A former government official in far-western Kentucky has pleaded guilty to federal fraud charges, while the county’s Judge-Executive awaits trial.
Former Ballard County treasurer Belinda Foster entered a guilty plea Tuesday to one count of bank fraud and four counts of wire fraud in Paducah’s United States District Court.
U.S. Attorney John Kuhn says Foster’s fraud scheme began in April 2014 and involved obtaining some $450,000 dollars in bank loans using $500,000 County Certificates of Deposit as collateral, without authorization from the fiscal court. These loans were concealed in accounting records as ‘payroll tax.’
Kuhn says this was done at the discretion of Viniard, who also faces fraud charges.
From the USDC press release:
In April 2014, Viniard subsequently secured a $300,000 loan from First Community Bank in Wickliffe, Kentucky, using a Ballard County Certificate of Deposit valued at approximately $500,000 as collateral. In June 2014, Viniard and Foster obtained another loan, as co-signers, again from First Community Bank in the amount of $150,000 and again used the same CD as collateral.

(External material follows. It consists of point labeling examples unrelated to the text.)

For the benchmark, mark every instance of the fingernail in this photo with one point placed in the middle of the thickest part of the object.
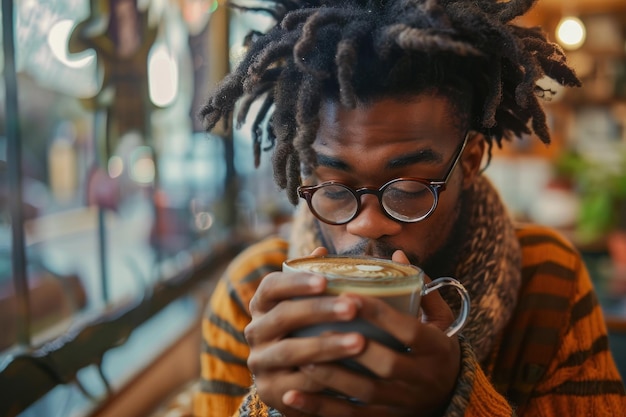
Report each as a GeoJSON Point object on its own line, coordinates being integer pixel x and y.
{"type": "Point", "coordinates": [350, 340]}
{"type": "Point", "coordinates": [290, 398]}
{"type": "Point", "coordinates": [341, 307]}
{"type": "Point", "coordinates": [315, 281]}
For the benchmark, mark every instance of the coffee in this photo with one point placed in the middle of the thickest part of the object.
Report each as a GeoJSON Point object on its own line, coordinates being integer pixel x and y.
{"type": "Point", "coordinates": [398, 284]}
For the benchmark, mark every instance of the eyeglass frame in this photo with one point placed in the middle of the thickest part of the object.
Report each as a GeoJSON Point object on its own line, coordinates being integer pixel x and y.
{"type": "Point", "coordinates": [436, 187]}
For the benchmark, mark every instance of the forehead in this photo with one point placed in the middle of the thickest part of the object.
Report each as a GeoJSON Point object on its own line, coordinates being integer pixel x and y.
{"type": "Point", "coordinates": [424, 121]}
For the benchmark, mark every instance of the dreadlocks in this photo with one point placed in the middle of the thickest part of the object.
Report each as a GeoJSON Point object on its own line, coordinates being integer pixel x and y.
{"type": "Point", "coordinates": [355, 51]}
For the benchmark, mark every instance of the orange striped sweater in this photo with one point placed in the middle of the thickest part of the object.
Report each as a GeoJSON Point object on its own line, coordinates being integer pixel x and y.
{"type": "Point", "coordinates": [552, 359]}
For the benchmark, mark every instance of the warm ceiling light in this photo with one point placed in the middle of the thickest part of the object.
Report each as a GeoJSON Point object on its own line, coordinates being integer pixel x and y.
{"type": "Point", "coordinates": [571, 32]}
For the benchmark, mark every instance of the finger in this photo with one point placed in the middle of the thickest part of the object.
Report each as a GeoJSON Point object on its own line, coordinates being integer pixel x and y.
{"type": "Point", "coordinates": [295, 352]}
{"type": "Point", "coordinates": [290, 315]}
{"type": "Point", "coordinates": [403, 327]}
{"type": "Point", "coordinates": [365, 389]}
{"type": "Point", "coordinates": [330, 406]}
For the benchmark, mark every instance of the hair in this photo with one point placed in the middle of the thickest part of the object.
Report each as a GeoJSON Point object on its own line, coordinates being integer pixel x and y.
{"type": "Point", "coordinates": [357, 51]}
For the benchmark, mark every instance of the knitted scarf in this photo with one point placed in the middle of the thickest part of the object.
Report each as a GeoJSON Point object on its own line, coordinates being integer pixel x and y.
{"type": "Point", "coordinates": [489, 267]}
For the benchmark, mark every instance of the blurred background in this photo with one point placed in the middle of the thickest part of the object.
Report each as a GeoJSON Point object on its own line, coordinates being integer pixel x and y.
{"type": "Point", "coordinates": [118, 212]}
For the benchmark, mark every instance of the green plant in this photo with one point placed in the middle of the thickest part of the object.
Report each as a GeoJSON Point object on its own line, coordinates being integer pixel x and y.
{"type": "Point", "coordinates": [601, 187]}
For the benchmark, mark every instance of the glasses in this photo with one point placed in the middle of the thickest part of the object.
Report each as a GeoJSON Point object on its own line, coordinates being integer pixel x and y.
{"type": "Point", "coordinates": [405, 199]}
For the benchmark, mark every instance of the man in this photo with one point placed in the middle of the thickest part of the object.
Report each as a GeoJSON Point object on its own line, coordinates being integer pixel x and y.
{"type": "Point", "coordinates": [363, 101]}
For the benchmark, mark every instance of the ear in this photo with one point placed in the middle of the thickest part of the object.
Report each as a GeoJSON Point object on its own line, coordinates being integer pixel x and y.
{"type": "Point", "coordinates": [472, 158]}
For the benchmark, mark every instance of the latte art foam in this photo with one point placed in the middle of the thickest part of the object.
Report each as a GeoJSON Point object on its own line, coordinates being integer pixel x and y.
{"type": "Point", "coordinates": [359, 268]}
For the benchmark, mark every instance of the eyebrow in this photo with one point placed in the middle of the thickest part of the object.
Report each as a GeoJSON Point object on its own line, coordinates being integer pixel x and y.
{"type": "Point", "coordinates": [423, 156]}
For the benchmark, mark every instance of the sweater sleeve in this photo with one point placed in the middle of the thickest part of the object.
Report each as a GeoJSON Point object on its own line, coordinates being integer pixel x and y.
{"type": "Point", "coordinates": [583, 379]}
{"type": "Point", "coordinates": [580, 380]}
{"type": "Point", "coordinates": [225, 378]}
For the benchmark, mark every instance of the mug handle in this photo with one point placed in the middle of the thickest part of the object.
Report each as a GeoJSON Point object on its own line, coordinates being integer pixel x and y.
{"type": "Point", "coordinates": [459, 322]}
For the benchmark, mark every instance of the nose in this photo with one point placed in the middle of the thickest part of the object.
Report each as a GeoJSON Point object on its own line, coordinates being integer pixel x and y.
{"type": "Point", "coordinates": [372, 222]}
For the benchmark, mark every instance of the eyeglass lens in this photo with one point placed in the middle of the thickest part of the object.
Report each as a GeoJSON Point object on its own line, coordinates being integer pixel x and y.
{"type": "Point", "coordinates": [404, 200]}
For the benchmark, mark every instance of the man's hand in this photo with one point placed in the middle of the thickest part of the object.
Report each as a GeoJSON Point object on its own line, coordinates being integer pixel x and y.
{"type": "Point", "coordinates": [292, 374]}
{"type": "Point", "coordinates": [282, 303]}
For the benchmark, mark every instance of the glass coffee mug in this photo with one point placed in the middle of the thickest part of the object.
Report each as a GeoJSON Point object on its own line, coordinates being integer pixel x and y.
{"type": "Point", "coordinates": [401, 286]}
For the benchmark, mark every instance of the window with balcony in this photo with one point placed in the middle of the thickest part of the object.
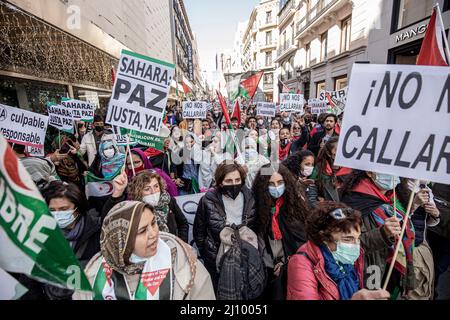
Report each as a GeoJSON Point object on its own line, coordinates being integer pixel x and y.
{"type": "Point", "coordinates": [323, 46]}
{"type": "Point", "coordinates": [307, 55]}
{"type": "Point", "coordinates": [268, 38]}
{"type": "Point", "coordinates": [268, 17]}
{"type": "Point", "coordinates": [346, 34]}
{"type": "Point", "coordinates": [268, 59]}
{"type": "Point", "coordinates": [408, 12]}
{"type": "Point", "coordinates": [320, 86]}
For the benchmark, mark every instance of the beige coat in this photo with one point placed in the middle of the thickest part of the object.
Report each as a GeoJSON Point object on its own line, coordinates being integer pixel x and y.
{"type": "Point", "coordinates": [191, 277]}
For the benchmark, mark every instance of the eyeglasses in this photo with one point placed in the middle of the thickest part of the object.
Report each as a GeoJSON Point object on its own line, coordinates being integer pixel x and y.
{"type": "Point", "coordinates": [339, 214]}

After receiving the funds from the two loans, Foster was required, by Kentucky Statute, to account for this income on the Ballard County financial and accounting records and report these loans to the Kentucky Department for Local Government. However, Foster, in order to conceal the loans, and at the direction of Viniard, never reported these loans to the state government and intentionally labeled $350,000 from the loans as “payroll tax” instead of accounting for the income as loan proceeds while wiring the remaining $100,000 across interstate lines from First Community Bank in Wickliffe, Kentucky to Huntington National Bank in Columbus, Ohio – not accounting for that amount at all.
Prior to obtaining the two loans, neither Viniard or Foster ever made the Ballard County Fiscal Court aware of these loans nor did Viniard or Foster make the Ballard County Fiscal Court aware that a $500,000 CD was pledged as collateral for the loans. Furthermore, neither Viniard or Foster informed First Community Bank that Viniard had not requested or obtained authority from the Ballard County Fiscal Court to apply for the loans.
Foster also admitted to dispersing at least $27,000 in fraudulent medical reimbursement payments to herself.
If tried and convicted, Foster could have been sentenced to a combined maximum prison term of 110 years and a $2,000,000 fine. But with her plea, prosecutors asked Senior Judge Thomas Russell to give Foster the lowest sentence.
She is scheduled for sentencing before Judge Russell in Paducah, April 21st, 2017.
Conferencing in Viniard’s case will continue in February.
The case is being prosecuted by Assistant United States Attorney Nute Bonner and is being investigated by the Kentucky Attorney General’s Office and the FBI.